Next Document: 4. How do I post to clpmod?
See reader questions & answers on this topic! - Help others by sharing your knowledge

Yes.  Thanks to the hard work of many, a myriad of excellent information
about Perl is available free of charge!

Consider this list compiled by Nathan Torkington <gnat@frii.com>:

1. comp.lang.perl.moderated is for questions on the Perl language.  If
   you're interested in reading the group's charter, please go to

        <URL:http://perl.plover.com/clpm/charter>

   Don't forget that there is also an unmoderated group for discussion
   of the Perl language, comp.lang.perl.misc, for topics that do not
   fall within the bounds of clpmod's charter.

   Try comp.infosystems.www.authoring.cgi for questions on the CGI part
   of CGI scripts.  The two leading blocks of reusable code for CGI
   purposes are CGI.pm, at

        <URL:ftp://genome.wi.mit.edu/pub/software/WWW/>

        <URL:http://www.cpan.org/modules/by-module/CGI/>

   and cgi-lib.pl, at

        <URL:http://cgi-lib.berkeley.edu/>

   You might also want to check out libwww-perl at

        <URL:http://www.linpro.no/lwp/>

        <URL:http://www.cpan.org/modules/by-module/LWP/>

2. Are you using the following?

        #!/usr/bin/perl -w
        use diagnostics;
        use strict;

   "-w" turns on all sorts of warnings about probable errors (see the
   perldiag manpage), "use diagnostics" causes the "-w" warnings to be
   explained in greater detail (with the explanations from the perldiag
   manpage), and "use strict" generates compile and run-time errors for
   certain unsafe variable, reference and subroutine constructs (see the
   strict manpage)

3. Have you read the Perl FAQ?  Many questions on sockets programming,
   an important and common problem with Solaris, text manipulation and
   the jargon of perl are answered in the FAQ.  As well as being posted
   regularly to comp.lang.perl.misc, the FAQ is on the web at:

        <URL:http://www.cpan.org/doc/FAQs/FAQ/html/>
 
4. Have you read the man pages?  Here are some subjects and the man
   pages to look in:

        Objects         perltoot, perlref, perlmod, perlobj, perltie
        Data Structures perlreftut, perlref, perllol, perldsc
        Modules         perlmod, perlsub, perlmodlib
        Regexps         perlre, perlfunc, perlop
                        <URL:http://www.cpan.org/doc/FMTEYEWTK/>
                        (not a man-page but still useful)
        Moving to perl5 perltrap, perl
        Linking w/C     perlxstut, perlxs, perlcall, perlguts, perlembed

   The man page for "perltoc" provides a crude table of contents for the
   perl man page set.

5. Have you tried archives of Usenet?  Google Groups, available on
   the web at <URL:http://groups.google.com/>, offers an archive of
   postings to Usenet that reaches further back than Larry Wall's
   initial public release of Perl in December 1987.
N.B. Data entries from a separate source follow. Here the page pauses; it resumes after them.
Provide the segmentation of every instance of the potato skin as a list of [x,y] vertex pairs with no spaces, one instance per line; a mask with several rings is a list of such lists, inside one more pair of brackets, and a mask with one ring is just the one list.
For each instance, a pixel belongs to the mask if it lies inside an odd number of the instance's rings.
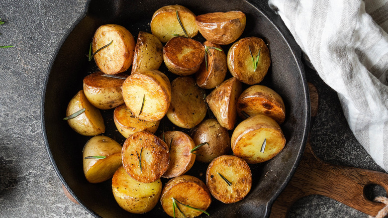
[[105,124],[101,112],[88,101],[83,90],[78,92],[70,100],[66,109],[66,116],[83,108],[86,109],[84,112],[67,120],[69,125],[77,132],[88,136],[105,132]]
[[237,100],[237,113],[245,119],[243,111],[251,116],[264,114],[274,119],[280,125],[286,118],[286,107],[282,97],[272,89],[259,85],[245,90]]
[[[254,71],[249,48],[255,61],[261,48],[256,71]],[[270,50],[260,38],[244,38],[236,42],[229,49],[227,61],[228,68],[233,76],[244,83],[253,85],[261,82],[267,74],[271,64]]]
[[195,23],[207,40],[227,45],[241,35],[245,28],[246,17],[239,11],[216,12],[197,16]]
[[[221,46],[206,41],[203,45],[207,47],[214,47],[222,49]],[[219,85],[226,76],[226,55],[223,50],[218,51],[214,49],[208,49],[210,55],[207,56],[207,70],[206,70],[206,62],[201,64],[199,70],[196,72],[195,78],[196,84],[203,89],[213,89]]]
[[191,135],[196,145],[204,142],[196,151],[195,160],[210,163],[215,158],[226,154],[230,149],[228,131],[214,119],[203,120],[191,130]]
[[103,25],[97,29],[93,37],[93,53],[112,40],[112,44],[94,56],[98,68],[106,74],[125,71],[133,60],[135,40],[128,30],[119,25]]
[[143,214],[152,210],[162,193],[160,179],[150,183],[138,182],[121,166],[112,178],[112,191],[118,205],[132,214]]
   Be sure to include "Perl" in your search.

6. Are you checking the return values from the functions built in to
   perl?  Most of the file and system functions set $! and have return
   values that you can test thus:

        open(PASSWD, "</etc/passwd") or
            die "error opening /etc/passwd: $!\n";

   $! will contain an error message that will give you more information
   on where your program is going wrong.  The perlfunc man page will
   give you more information on the return values from functions.

7. Have you looked at <URL:http://www.perl.com>?  This is a great
   online reference, with documentation, pointers to modules in the
   Comprehensive Perl Archive Network (CPAN), articles on the inner
   workings of many bits of Perl, and more.

7.5. Have you checked to see if a Perl module satisfies your needs?
   Many reusable modules are available for immediate download and use.
   See <URL:http://www.cpan.org/modules/00modlist.long.html> for details.

8. The latest version of the "Camel Book" ("Programming Perl"),
   updated for version 5.6, is available from your bookstore or from
   <URL:http://www.ora.com/>.

   Another excellent dead tree resource is the first and only periodical
   devoted to Perl, The Perl Journal.  In fact, several moderators have
   even contributed to TPJ.  Find it on the web at

       <URL:http://www.tpj.com/>

   Check out (free!) example code from past issues at

       <URL:http://www.tpj.com/tpj/programs/>

9. To find the source code for the latest releases of all supported
   branches of Perl, visit

        <URL:http://www.cpan.org/src/README.html>

   (Look in <URL:http://www.cpan.org/SITES.html> for a list of FTP-based
   mirrors.)

10. Remember, USENET newsgroups are based on the idea of mutual aid.
   USENET only works if we put as much into it as we get out of it.
   Good luck with your Perl work.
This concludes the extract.